The influx of fluids increases the intradiscal pressure and may result in internal derangement of the disc, in particular, rupture of anular fibers. (Naylor 1976, White & Panjabi 1990) Studies by Pezowicz et al found that an influx of fluid into the disc and the resulting increase in hydrostatic pressure in the nucleus pulposus leads to clefts in the poorly organized inner anular layers. Continued pressure can cause further cleft formation into the middle and outer anular layers and the progression of material from the nucleus pulposus into the damaged areas. (Pezowicz et al 2006) Material in the nucleus is known to have a noxious effect on other tissues. It is not stated how the fluids enter the disc, i.e., whether through the periphery of the disc or the endplates or both.
Proteoglycan solutions in varying concentrations regulate the degree of resistance to fluid flow and the transport of solutes. (Uei et al 2006) Injury to the disc may cause a derangement of this proteoglycan solution that results in the matrix bringing in more fluids. This rapid swelling of the nucleus pulposus is thought to precipitate biochemical changes which can lead to disc degeneration. (White & Panjabi 1990) If true, this could be the mechanism that initiates the Gonstead “Stages of Disc Degeneration” that begins with the acute, swollen Gonstead D1 disc.
How do the proinflammatory mediators and cytokines that are being found in the disc enhance the fluid build-up in the disc? Their presence would obviously increase fluid levels in the disc. The degree that they contribute to disc swelling has not been stated. Studies on the mediators and cytokines, such as, interleukin-6, interleukin-8 and prostaglandin E2, appear to still be in the preliminary stages with much focus on their possible role in discogenic pain. These agents have also been found in degenerating disc. (Burke et al 2002)

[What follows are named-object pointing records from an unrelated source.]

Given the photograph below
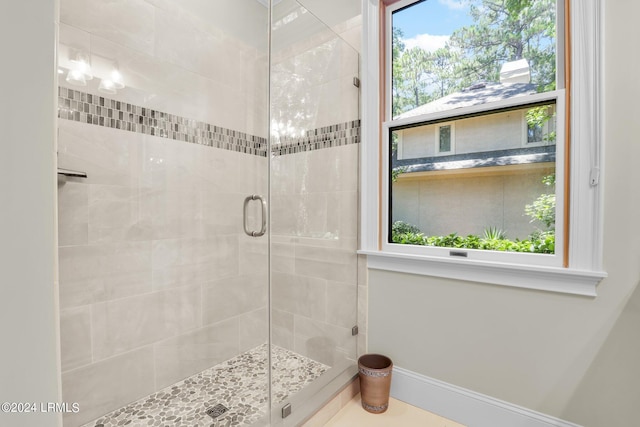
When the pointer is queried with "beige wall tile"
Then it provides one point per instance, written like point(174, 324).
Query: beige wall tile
point(75, 337)
point(107, 385)
point(232, 297)
point(190, 353)
point(73, 215)
point(254, 329)
point(87, 273)
point(129, 323)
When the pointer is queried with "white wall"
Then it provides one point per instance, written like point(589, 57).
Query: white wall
point(571, 357)
point(29, 370)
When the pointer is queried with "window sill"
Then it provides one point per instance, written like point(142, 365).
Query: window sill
point(552, 279)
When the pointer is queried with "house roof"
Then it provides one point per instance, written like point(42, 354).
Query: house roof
point(481, 93)
point(517, 156)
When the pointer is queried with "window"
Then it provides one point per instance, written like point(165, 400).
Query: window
point(487, 201)
point(444, 138)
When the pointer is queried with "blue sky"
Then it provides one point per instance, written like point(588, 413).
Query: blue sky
point(430, 23)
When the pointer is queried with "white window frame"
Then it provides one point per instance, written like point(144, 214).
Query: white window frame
point(525, 130)
point(584, 269)
point(452, 147)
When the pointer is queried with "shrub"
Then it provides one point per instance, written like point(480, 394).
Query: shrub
point(401, 227)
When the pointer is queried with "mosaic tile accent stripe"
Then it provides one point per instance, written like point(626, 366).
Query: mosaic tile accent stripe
point(240, 384)
point(102, 111)
point(316, 139)
point(97, 110)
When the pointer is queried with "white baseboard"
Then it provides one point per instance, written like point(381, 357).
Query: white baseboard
point(464, 406)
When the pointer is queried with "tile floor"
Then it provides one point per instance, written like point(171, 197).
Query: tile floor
point(399, 414)
point(239, 385)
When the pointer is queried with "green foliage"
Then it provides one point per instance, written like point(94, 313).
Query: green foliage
point(401, 227)
point(494, 233)
point(502, 31)
point(542, 243)
point(537, 117)
point(543, 209)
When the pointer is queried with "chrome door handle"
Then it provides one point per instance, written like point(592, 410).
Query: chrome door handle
point(263, 228)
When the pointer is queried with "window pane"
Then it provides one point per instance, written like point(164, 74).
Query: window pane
point(497, 192)
point(458, 53)
point(445, 138)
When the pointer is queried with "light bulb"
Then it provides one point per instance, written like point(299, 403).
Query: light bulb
point(76, 78)
point(107, 86)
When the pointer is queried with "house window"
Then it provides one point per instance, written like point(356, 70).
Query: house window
point(540, 125)
point(445, 138)
point(485, 80)
point(490, 198)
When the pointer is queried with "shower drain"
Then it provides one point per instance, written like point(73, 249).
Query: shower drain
point(217, 410)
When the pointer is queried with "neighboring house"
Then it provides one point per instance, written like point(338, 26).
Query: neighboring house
point(477, 172)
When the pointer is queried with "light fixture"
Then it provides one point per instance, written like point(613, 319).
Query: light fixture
point(116, 78)
point(76, 77)
point(107, 86)
point(80, 70)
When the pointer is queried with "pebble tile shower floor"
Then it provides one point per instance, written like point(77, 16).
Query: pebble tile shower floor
point(240, 384)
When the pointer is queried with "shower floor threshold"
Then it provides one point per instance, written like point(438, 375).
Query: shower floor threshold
point(239, 384)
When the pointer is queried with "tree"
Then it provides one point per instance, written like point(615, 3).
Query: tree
point(508, 30)
point(502, 31)
point(414, 67)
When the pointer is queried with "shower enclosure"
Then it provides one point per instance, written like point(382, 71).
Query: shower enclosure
point(208, 267)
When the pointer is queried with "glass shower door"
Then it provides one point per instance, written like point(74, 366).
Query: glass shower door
point(314, 209)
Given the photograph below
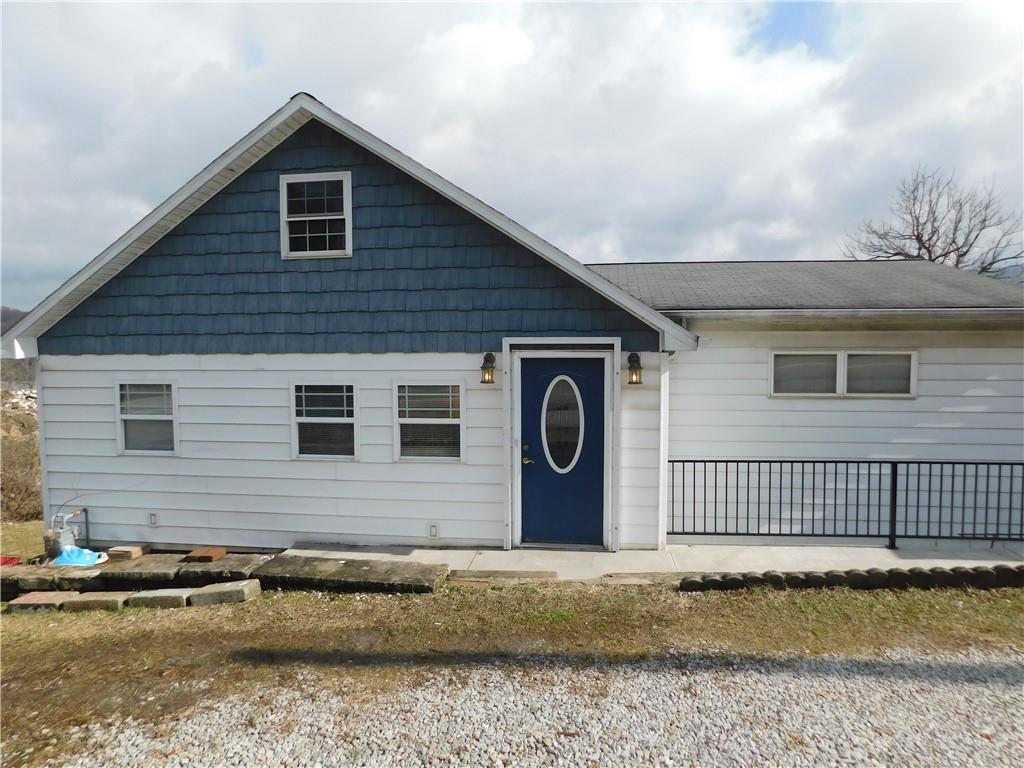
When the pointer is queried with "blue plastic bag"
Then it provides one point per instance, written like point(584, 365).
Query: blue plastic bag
point(77, 556)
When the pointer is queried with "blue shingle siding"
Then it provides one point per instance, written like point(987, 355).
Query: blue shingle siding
point(426, 276)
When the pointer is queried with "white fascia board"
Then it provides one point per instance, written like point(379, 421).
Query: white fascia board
point(304, 107)
point(839, 313)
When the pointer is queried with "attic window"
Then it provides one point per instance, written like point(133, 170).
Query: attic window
point(316, 215)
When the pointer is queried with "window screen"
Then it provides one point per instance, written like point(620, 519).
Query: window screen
point(146, 417)
point(325, 419)
point(878, 374)
point(428, 421)
point(805, 374)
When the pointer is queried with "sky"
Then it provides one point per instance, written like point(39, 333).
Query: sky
point(617, 132)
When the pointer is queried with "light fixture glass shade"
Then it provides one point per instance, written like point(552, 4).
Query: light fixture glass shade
point(487, 369)
point(636, 371)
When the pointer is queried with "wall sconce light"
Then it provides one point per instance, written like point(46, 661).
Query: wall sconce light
point(487, 369)
point(636, 371)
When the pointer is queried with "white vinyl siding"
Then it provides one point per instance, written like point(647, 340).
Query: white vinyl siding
point(236, 480)
point(969, 403)
point(640, 457)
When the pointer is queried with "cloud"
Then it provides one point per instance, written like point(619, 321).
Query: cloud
point(652, 132)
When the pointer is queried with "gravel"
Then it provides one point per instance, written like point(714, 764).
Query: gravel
point(904, 709)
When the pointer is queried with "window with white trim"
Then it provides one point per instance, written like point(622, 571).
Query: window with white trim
point(429, 421)
point(146, 415)
point(325, 420)
point(815, 374)
point(844, 374)
point(315, 215)
point(879, 374)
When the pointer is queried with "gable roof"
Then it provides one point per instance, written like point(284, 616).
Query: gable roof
point(848, 285)
point(296, 113)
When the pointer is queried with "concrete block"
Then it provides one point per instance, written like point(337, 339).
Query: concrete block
point(714, 582)
point(898, 579)
point(815, 579)
point(230, 567)
point(877, 579)
point(145, 571)
point(38, 601)
point(922, 579)
point(79, 580)
point(753, 579)
point(206, 554)
point(96, 601)
point(170, 598)
point(1007, 576)
point(733, 582)
point(228, 592)
point(296, 571)
point(857, 579)
point(32, 578)
point(836, 579)
point(982, 578)
point(796, 580)
point(944, 578)
point(127, 552)
point(692, 584)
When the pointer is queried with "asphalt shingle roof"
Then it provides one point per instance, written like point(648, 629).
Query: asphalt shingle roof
point(809, 285)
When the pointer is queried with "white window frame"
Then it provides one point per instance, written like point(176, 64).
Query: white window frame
point(397, 422)
point(544, 425)
point(841, 380)
point(883, 395)
point(296, 420)
point(121, 418)
point(346, 178)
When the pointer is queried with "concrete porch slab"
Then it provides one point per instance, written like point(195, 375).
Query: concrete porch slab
point(643, 566)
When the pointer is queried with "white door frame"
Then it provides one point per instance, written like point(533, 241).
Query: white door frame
point(512, 373)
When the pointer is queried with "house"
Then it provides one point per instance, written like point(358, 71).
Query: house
point(318, 339)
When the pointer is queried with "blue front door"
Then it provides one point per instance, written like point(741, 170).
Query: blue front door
point(562, 450)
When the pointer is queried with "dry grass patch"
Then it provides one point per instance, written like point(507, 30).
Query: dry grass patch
point(22, 539)
point(66, 669)
point(19, 484)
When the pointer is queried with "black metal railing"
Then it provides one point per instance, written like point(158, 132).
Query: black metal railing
point(853, 499)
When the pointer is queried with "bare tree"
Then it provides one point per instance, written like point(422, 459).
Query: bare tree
point(934, 219)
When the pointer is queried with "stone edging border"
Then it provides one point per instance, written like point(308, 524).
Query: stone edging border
point(981, 577)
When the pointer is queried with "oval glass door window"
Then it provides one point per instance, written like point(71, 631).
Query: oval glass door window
point(561, 424)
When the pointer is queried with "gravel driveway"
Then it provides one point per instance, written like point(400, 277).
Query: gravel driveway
point(685, 710)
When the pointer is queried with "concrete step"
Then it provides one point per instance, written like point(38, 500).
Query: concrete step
point(295, 571)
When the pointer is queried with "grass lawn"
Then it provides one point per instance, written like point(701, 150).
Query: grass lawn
point(60, 670)
point(25, 539)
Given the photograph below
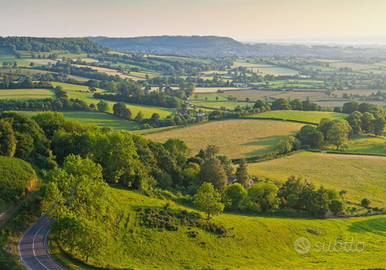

In this scenario, quick restoration of function of the affected spinal functional unit would undoubtedly have a highly beneficial effect. It is obviously important to quickly restore optimal biomechanical function to the motor unit to reduce damage to the disc and other motion unit structures. Restoration of optimal neurological function of the nerve supply to the disc, zygapophyseal joints, and other structures that have been affected by the increased disc height and altered motion of the area is necessary for tissue repair. Any previously injured, inelastic and fibrotic tissues, are susceptible to further injury by this expansion of the disc space due to increased fluid content and high hydrostatic pressure. v
Burke JG, Watson RWG, McCormack D, et al. Intervertebral Discs Which Cause Low Back Pin Secrete High Levels of Proinflammatory Mediators. Journal of Bone & Joint Surgery March 2002; 84-Br(2):196-201.
Naylor A. Intervertebral Disc Prolapse and Degeneration: The Biochemical and Biophysical Approach. Spine June 1976; 1(2):108-114.
Pezowicz CA, Schechtman H, Robertson PA, et al. Mechanisms of Anular Failure Resulting From Excessive Intradiscal Pressure. Spine 1 December 2006; 31(25):2891-2903.
White AA, Panjabi MM. Clinical Biomechanics of the Spine (2d ed). Philadelphia: J. B. Lippincott Co. 1990. p.392.
Uei H, Matsuzaki H, Oda H, et al. Gene Expression Changes in an Early Stage of Invertebral Disc Degeneration Induced by Passive Cigarette Smoking. Spine 1 March 2006; 31(5):510-514.